More On Dogs, People, and Parks

I understand that the GWAC meeting last night regarding the potential new Parks Board policy about dogs in city parks was well-attended and polite in its questioning.

If you missed it (as I was obliged to), you have another chance tonight at an open house at Trout Lake Community Centre from 6:00pm to 9:00pm.

Parks Board says: “The goal of this round of consultation is to find out what is important to park users about dogs in Vancouver’s parks and beaches, including opportunities and challenges. Feedback from this round will inform preliminary design and policy recommendations that will be presented in a second round of consultation in early 2017. “


3 Responses to More On Dogs, People, and Parks

  1. pennystreet546 says:

    Just about all the attendees were dog people, so there weren’t any bloody fist fights. I think three or maybe four people were not dog owners, but no one was anti-dog or had a dog-related ax to grind. It was very cheerful and civilized.

  2. George B says:

    Only 1 in 7 dogs in Vancouver are licensed ( the lowest rate of any major city in Canada ) and the COV;s Animal Control Dept loses around 1 million dollars annually on operations ( all revenue streams vs expenses ) Even with around 140,000 dogs unlicensed and illegally unleashed in Vancouver COV Animal Control staff issue less than 1 COV dog by-law infraction ticket per day, not even enough to cover their own wages.

    According to FOI’s the VPB has no idea the extent of environmental impacts dogs have on parks or beaches, the waterways or indigenous wildlife. Dog waste collected has to be trucked out to the Delta Landfill. Illegally unleashed dogs keep many from safely accessing parks without fear including many Elderly, Persons with Disabilities and young children. At our Inner-City park illegally unleashed dogs routinely urinate and dump on every tree, bench and in the children’s playground. Dog urine and waste is toxic.

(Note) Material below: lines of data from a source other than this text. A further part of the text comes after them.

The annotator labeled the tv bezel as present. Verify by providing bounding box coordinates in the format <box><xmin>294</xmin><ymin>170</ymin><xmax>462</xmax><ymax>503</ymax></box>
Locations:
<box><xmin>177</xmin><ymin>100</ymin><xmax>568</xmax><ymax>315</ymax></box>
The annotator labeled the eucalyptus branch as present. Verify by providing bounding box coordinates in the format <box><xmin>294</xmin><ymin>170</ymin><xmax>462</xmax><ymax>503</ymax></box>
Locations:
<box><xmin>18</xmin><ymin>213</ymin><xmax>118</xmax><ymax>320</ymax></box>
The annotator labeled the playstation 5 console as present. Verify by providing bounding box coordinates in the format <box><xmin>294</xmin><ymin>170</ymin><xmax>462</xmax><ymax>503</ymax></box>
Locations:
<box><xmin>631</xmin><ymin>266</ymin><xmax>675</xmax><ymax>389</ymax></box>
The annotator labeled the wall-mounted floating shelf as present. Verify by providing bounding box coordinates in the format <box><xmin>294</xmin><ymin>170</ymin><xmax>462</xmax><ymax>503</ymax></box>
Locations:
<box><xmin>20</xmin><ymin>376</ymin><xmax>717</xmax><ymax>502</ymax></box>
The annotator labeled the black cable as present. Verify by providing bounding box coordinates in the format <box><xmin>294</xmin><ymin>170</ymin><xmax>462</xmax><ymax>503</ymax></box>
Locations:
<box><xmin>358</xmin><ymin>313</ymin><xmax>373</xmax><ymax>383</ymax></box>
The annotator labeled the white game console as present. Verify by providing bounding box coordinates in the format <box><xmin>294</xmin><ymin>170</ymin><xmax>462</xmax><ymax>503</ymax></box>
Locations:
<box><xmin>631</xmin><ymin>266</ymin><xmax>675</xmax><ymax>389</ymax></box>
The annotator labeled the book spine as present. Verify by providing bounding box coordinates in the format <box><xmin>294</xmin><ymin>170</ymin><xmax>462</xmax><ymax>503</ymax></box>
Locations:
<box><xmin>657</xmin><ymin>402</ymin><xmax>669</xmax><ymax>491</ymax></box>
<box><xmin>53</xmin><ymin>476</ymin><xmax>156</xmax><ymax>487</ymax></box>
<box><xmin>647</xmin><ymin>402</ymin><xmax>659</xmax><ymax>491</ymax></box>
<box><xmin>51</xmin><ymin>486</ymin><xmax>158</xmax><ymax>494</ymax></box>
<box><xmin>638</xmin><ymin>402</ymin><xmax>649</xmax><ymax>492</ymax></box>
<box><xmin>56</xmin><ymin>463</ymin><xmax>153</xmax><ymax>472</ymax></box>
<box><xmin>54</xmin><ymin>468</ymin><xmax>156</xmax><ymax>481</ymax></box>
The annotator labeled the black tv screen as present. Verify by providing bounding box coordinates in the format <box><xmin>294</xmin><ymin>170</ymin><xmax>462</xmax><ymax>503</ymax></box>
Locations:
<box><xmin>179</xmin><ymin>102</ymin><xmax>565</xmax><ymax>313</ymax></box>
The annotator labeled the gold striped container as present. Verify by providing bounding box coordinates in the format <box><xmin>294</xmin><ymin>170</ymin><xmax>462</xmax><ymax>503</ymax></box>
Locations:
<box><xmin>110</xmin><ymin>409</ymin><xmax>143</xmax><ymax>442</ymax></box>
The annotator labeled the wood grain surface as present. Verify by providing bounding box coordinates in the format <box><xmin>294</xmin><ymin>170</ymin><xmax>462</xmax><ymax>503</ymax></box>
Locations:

    Commissioner Loke put the VPB costs at accommodating dogs at around 4 million annually ( a figure not disputed by VPB staff ) and the VPB collects no revenue from dogs to offset loses.
    Combined the COV/VPB lose around 5 million dollars annually pandering to law-breaking dogs and dog owners. The fact is dog ownership in Vancouver is heavily subsidized thru reduced services such as park clean-up, fewer recreation facilities and deteriorating playground structures.

    The City of Calgary has an over 90% compliance rate licensing cats and dogs and generates over 3 million in profits annually to reinvest in increased/improved facilities and greenspaces. They can have more pools and hockey rinks because of responsible dog ownership. From their profits they also run their own spay/neuter clinic offering services at reduced rates or even free if necessary.

    Continuing to subsidize dogs in Vancouver is unsustainable without financial accountability from dog owners unless of course the majority of Vancouverites who don’t own dogs are prepared to have fewer parks, pools, hockey rinks, splash parks, playgrounds etc.

    Is it too much to ask dog owners to pay their fare share.

  3. jakking says:

    Interesting comments which I hope have been shared with the Parks Board. Personally, if dogs are to be allowed in publicly-funded spaces, I cannot see any reason NOT to have them licensed.